Each school will be equipped with special programs including: STEM pathways, foreign-language options, sports teams, fine-arts programs, physical education, technology classes and Chromebooks for every student per the One-to-One Initiative.

“The goal is for every school to be high-quality and have each building take responsibility for our children,” he said. “No one is going backward, and everyone gets to have these programs.”

Another benefit of reorganizing schools in this manner, Mohip said, is cutting down on sometimes costly transitioning from grade school to middle school.

“There are studies that show transitions cause some amount of achievement loss in students,” he said. “Basically what we did is we looked at what other districts were doing nationwide, and if it is working in all these other cities, why not here?”

In addition, seventh- and eighth-graders will have the opportunity to act as mentors to younger students within their buildings, he said.

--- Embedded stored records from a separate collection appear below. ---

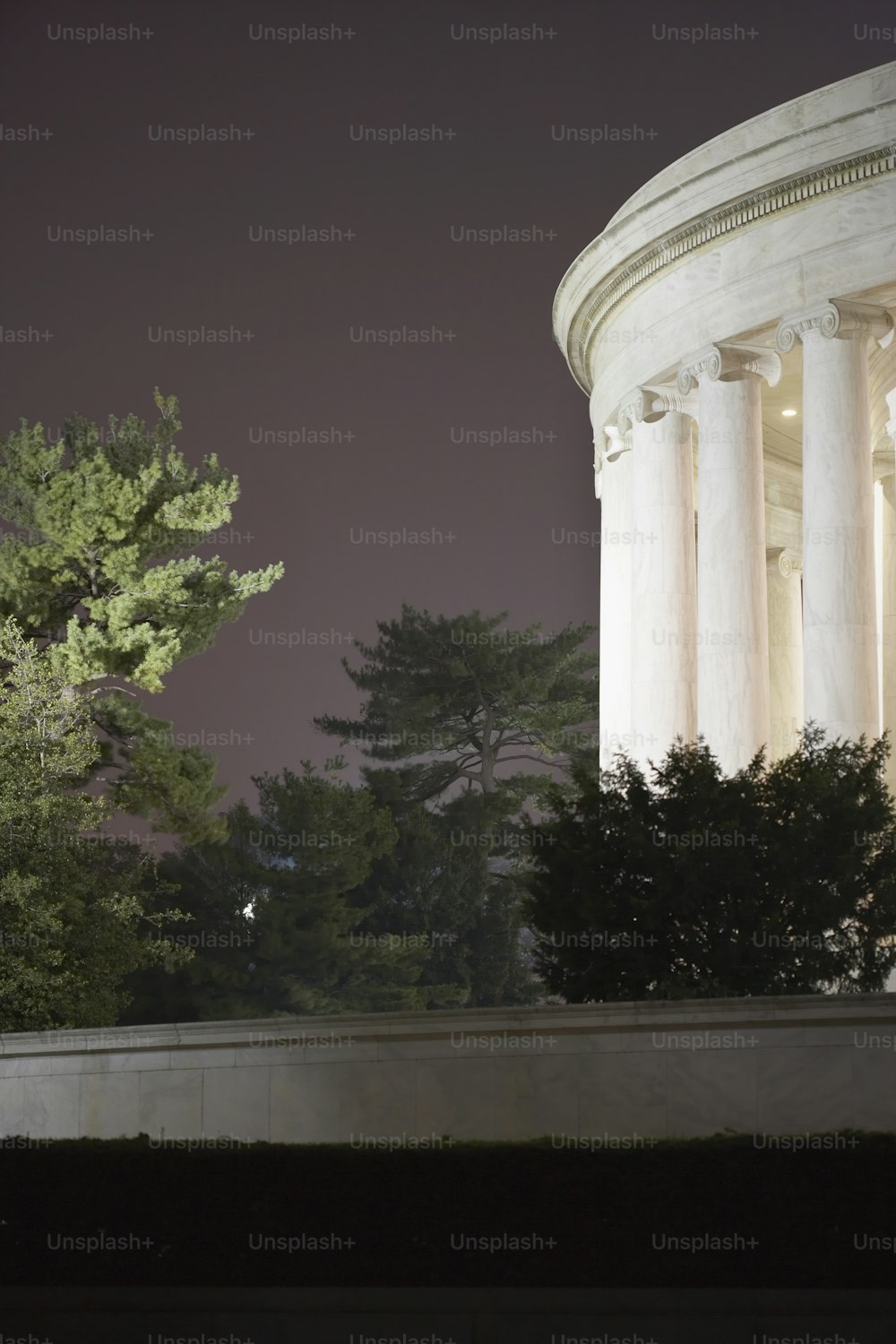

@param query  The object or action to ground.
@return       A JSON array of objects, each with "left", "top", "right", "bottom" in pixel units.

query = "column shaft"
[
  {"left": 632, "top": 411, "right": 697, "bottom": 771},
  {"left": 769, "top": 551, "right": 804, "bottom": 761},
  {"left": 802, "top": 328, "right": 879, "bottom": 739},
  {"left": 697, "top": 375, "right": 770, "bottom": 774},
  {"left": 598, "top": 452, "right": 632, "bottom": 771}
]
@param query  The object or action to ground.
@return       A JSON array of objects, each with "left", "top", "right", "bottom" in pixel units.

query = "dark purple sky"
[{"left": 0, "top": 0, "right": 896, "bottom": 839}]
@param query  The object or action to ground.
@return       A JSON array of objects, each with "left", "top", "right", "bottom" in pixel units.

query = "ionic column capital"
[
  {"left": 775, "top": 298, "right": 893, "bottom": 354},
  {"left": 766, "top": 546, "right": 804, "bottom": 580},
  {"left": 619, "top": 383, "right": 697, "bottom": 430},
  {"left": 884, "top": 387, "right": 896, "bottom": 444},
  {"left": 603, "top": 424, "right": 632, "bottom": 462},
  {"left": 594, "top": 425, "right": 632, "bottom": 500},
  {"left": 678, "top": 346, "right": 780, "bottom": 395}
]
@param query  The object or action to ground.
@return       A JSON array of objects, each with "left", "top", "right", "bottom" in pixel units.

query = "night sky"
[{"left": 0, "top": 0, "right": 896, "bottom": 839}]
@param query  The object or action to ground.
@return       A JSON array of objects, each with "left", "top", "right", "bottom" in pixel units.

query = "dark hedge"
[{"left": 0, "top": 1132, "right": 896, "bottom": 1289}]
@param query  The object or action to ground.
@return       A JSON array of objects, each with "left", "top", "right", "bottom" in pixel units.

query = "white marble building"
[{"left": 554, "top": 62, "right": 896, "bottom": 792}]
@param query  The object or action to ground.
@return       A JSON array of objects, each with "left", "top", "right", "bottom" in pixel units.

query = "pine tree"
[
  {"left": 0, "top": 390, "right": 283, "bottom": 840},
  {"left": 314, "top": 605, "right": 598, "bottom": 816},
  {"left": 0, "top": 618, "right": 184, "bottom": 1031}
]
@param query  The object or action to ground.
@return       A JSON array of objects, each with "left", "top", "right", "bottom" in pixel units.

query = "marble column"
[
  {"left": 766, "top": 546, "right": 804, "bottom": 761},
  {"left": 778, "top": 300, "right": 892, "bottom": 741},
  {"left": 619, "top": 387, "right": 697, "bottom": 779},
  {"left": 874, "top": 389, "right": 896, "bottom": 797},
  {"left": 678, "top": 346, "right": 780, "bottom": 774},
  {"left": 595, "top": 425, "right": 632, "bottom": 771}
]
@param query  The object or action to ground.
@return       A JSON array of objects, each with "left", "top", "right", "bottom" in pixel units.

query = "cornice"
[{"left": 567, "top": 142, "right": 896, "bottom": 392}]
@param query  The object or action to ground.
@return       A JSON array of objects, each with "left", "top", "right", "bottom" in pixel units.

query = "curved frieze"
[{"left": 570, "top": 142, "right": 896, "bottom": 392}]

Special programs including Rayen Early College and Youngstown Early College will see small changes. Rayen’s program now will include fourth- through eighth-graders. YEC will move to the Irene L. Ward Building, 20 W. Wood St.

Mohip plans to relocate the central office to one of the high schools and to hire new high-school principals. Although new principals have not yet been chosen, Chaney Campus’ Joe Krumpak and East’s Denise Vaclav-Danko will be moved to other positions.

There are no plans in place to move Choffin Career and Technical Center.

“Creating neighborhood schools is just one part of what needs to happen to transform a district,” Mohip said. “If we can make the changes necessary, if we are not ruled by fear and we are not paralyzed by it, we will have success.”